- Relator(a)
- Breno Medeiros
- Órgão julgador
- Subseção I Especializada em Dissídios Individuais
- Data do julgamento
- 17/09/2020
- Data de publicação
- 25/09/2020
TST – Embargos em Recurso de Revista 0137600-97.2009.5.15.0004, Rel. Breno Medeiros, Subseção I Especializada em Dissídios Individuais, j. 17/09/2020, p. 25/09/2020
EMENTA: AGRAVO EM RECURSO DE EMBARGOS EM RECURSO DE REVISTA . ACÓRDÃO PUBLICADO NA VIGÊNCIA DA LEI Nº 13.015/2014 . AUXÍLIO ALIMENTAÇÃO. NATUREZA JURÍDICA. INTEGRAÇÃO. A egrégia Turma não conheceu do recurso de revista, no tocante à natureza jurídica do auxílio alimentação pelo reclamado - Hospital das Clínicas da Faculdade de Medicina de Ribeirão Preto da Universidade de São Paulo -, por entender não observada nenhuma das hipóteses dos art. 896 da CLT. Para tanto, explicitou que "não há violação do art. 5.º, II, da Constituição Federal, porque esse dispositivo disciplina o princípio da legalidade, norma de caráter genérico que, no caso dos autos, não poderia ser afrontada de forma direta, conforme exige o art. 896 da CLT, mas, eventualmente, de forma reflexa, se demonstrada a violação de dispositivos de lei.

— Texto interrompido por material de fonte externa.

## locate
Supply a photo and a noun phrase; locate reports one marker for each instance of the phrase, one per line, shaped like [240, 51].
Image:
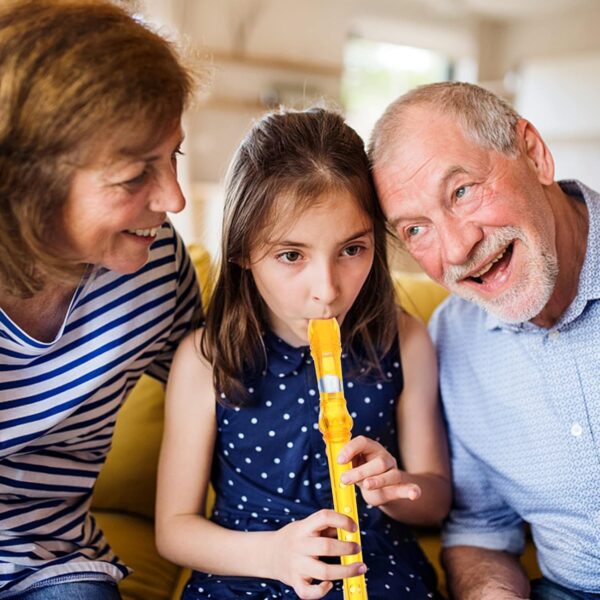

A indicação de violação de Lei Estadual não impulsiona o conhecimento do recurso de revista. O único julgado colacionado é oriundo do mesmo Tribunal Regional prolator da decisão recorrida, o que não atende ao art. 896 da CLT" . Os arestos colacionados são inespecíficos, nos termos da Súmula n.º 296, I, do TST. Isso porque não desenvolvem tese no sentido da possibilidade de reconhecimento de violação direta do art. 5.º, II, da Constituição Federal em situação em que se discute a natureza jurídica do auxílio alimentação paga pelo reclamado à luz da Lei Estadual n.º 7.524/91 do Estado de São Paulo, mas sim desenvolvem tese de mérito acerca da natureza jurídica da parcela em exame. Agravo conhecido e desprovido . PAGAMENTO DE GRATIFICAÇÕES. A egrégia Turma, com apoio no expressamente delineado no acórdão regional, concluiu que houve alteração ilícita e prejudicial em face da supressão das gratificações pela Lei do Estado de São Paulo n.º Lei 1.055/2008. Para tanto, explicitou que entendimento em sentido oposto - ou seja, de que não houve alteração ilícita e prejudicial - implicaria revolvimento de fatos e provas, o que é vedado pela Súmula n.º 126 desta Corte. Os arestos colacionados são inespecíficos, nos termos da Súmula n.º 296 do TST. Isso porque traduzem tese de mérito, sem a particularidade do caso concreto em que se aplicou o obstáculo da Súmula n.º 126 desta Corte. Agravo conhecido e desprovido . (Tribunal Superior do Trabalho (Subseção I Especializada em Dissídios Individuais). Acórdão: 0137600-97.2009.5.15.0004. Relator(a): BRENO MEDEIROS. Data de julgamento: 17/09/2020. Juntado aos autos em 25/09/2020.)